The genus Populus, which includes poplar, aspen, and cottonwood species, can serve as a model organism for perennial woody plants. Populus trees have several potential biological advantages such as small genome size, over 30 species growing worldwide, rapid juvenile growth, ease of clonal propagation, simplicity of genetic transformation and regeneration, and extensive genetic maps. The first draft genome of black cottonwood (Populus trichocarpa) was published in 2006  and provided the first insights into the genomic organization of a tree species. The genome contains more than 45,000 protein-coding genes and ~12% of the genes show no similarity to genes in the model plant Arabidopsis thaliana. To unravel the biological function of Populus genes, transgenic trees are generated and characterized, providing insight in unique characteristics, life style, and biological organization of perennial woody plants. However, a limited number of Populus genes have been targeted in transgenic studies due to a lengthy transformation process and the need for characterization of many transgenic lines for each construct.

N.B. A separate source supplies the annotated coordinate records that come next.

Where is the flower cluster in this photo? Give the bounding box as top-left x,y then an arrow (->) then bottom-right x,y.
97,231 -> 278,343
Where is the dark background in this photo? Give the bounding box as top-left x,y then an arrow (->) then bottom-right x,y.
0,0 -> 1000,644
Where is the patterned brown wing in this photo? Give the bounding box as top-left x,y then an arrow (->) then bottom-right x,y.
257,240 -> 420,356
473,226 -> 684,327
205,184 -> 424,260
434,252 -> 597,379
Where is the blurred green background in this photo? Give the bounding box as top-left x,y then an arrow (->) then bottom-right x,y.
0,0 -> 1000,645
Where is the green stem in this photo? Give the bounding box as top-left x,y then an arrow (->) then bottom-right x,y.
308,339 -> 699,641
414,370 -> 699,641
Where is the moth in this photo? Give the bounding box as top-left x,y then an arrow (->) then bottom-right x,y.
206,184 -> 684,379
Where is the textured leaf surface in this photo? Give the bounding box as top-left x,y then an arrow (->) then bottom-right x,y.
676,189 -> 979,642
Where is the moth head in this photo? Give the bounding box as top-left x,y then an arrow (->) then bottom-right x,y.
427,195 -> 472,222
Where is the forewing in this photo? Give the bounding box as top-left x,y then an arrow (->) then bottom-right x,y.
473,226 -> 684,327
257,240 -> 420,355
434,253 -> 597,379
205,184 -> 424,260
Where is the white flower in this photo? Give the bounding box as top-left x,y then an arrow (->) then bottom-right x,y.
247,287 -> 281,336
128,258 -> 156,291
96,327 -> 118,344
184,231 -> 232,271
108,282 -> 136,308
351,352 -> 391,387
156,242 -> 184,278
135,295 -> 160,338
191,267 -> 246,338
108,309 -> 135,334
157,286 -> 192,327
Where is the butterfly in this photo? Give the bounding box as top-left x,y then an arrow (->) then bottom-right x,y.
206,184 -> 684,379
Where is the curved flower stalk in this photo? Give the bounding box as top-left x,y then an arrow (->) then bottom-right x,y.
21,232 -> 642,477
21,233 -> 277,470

Transient transformation assays complement stable transformation and make gene function analysis more efficient. Transient gene expression techniques (e.g., biolistic bombardment, protoplast transfection, and Agrobacterium tumefaciens (Agrobacterium)-infiltration) are available for model plants such as Arabidopsis and rice as well as for crop plants such as corn, potato, soybean, tomato, and wheat [3–7]. In Populus spp., several studies have successfully demonstrated transient gene expression via biolistic bombardment, protoplast transfection, and Agrobacterium co-cultivation [8–13]. For example, leaf epidermal and guard cells were transiently transformed with a reporter construct in a hybrid poplar (Populus tremula × Populus alba) by particle bombardment . Transient transfection of Populus protoplasts isolated from leaf tissues and suspension culture cells was achieved either by means of electroporation or chemically with polyethylene glycol [8, 10, 12]. Agrobacterium co-cultivation was used to examine ectopic expression of a reporter gene in P. nigra P. tomentosa, and P. trichocarpa before the regeneration of stable transformants [9, 11, 13]. However, such transformation assays have certain disadvantages such as the requirement for expensive equipment and supplies associated with particle bombardment. In addition, the transformation efficiency is relatively low in the transfection of Populus protoplasts, and only a small piece of a tissue isolated from seedlings is used in Agrobacterium co-cultivation. To avoid these drawbacks, another transient assay such as Agrobacterium-mediated infiltration would be useful for Populus trees. This assay allows for a simple transformation process, easy operation, and high transformation efficiency in several plant species including Arabidopsis, grapevine, potato, switchgrass, tobacco, and tomato [6, 7, 14–17].
Transient transformation techniques are available for rapid in vivo analyses of gene function such as protein subcellular localization, protein-protein interaction, and promoter activity. For in vivo functional analyses, reporter genes such as green fluorescence protein (GFP), variants of GFP, and firefly luciferase (LUC) are common tools for molecular and cell biology studies. Protein subcellular localization, which is crucial for elucidating the cellular functions of proteins, is easily monitored by a transient expression of fluorescent fusion protein . In this assay, a reporter construct harboring the gene of interest is fused with GFP or its variants and is transiently transformed into plant cells where intracellular localization is visualized through fluorescence of the reporter gene. Fluorescent proteins are also used for in vivo protein-protein interactions. Interaction assays, such as bimolecular fluorescence complementation (BiFC) and fluorescence resonance energy transfer (FRET), allow visualization of protein-protein interaction and subcellular localization of target proteins . In these assays, transient co-transformation techniques with two different constructs are a convenient and practical alternative to generation of double-transformed transgenic plant and allow testing of several constructs and combinations. In addition to fluorescent proteins, LUC is used as a reporter gene mainly for measuring transcriptional activity. The LUC reporter is suitable for real-time monitoring of gene expression as it has a relatively short half-life compared to fluorescent proteins. For example, expression patterns of circadian clock-related genes, most of which show rhythmic expression in a day, are extensively examined by LUC reporter assays . Typically, these assays use bioluminescence to visualize diurnal or circadian rhythms that express the LUC gene driven by a clock promoter of transgenic plants. Although studies regarding the plant clock system have principally been conducted using stable transformants, published studies report successful transient LUC assays [21, 22].
In this study, we develop a transient transformation assay– Agrobacterium-mediated vacuum infiltration–for a model tree, hybrid aspen (P. tremula × P. tremuloides). The assay was optimized for aspen leaves and applicable to various cell types in leaf tissue. We investigated subcellular localization of Populus proteins and protein interaction by co-transformation of two different plasmids in aspen leaf cells. Furthermore, in vivo promoter activity of a hybrid aspen clock gene was measured using a LUC reporter assay. The transient transformation assay we developed is enhanced throughput and easily employed for rapid functional analyses of Populus gene and protein expression.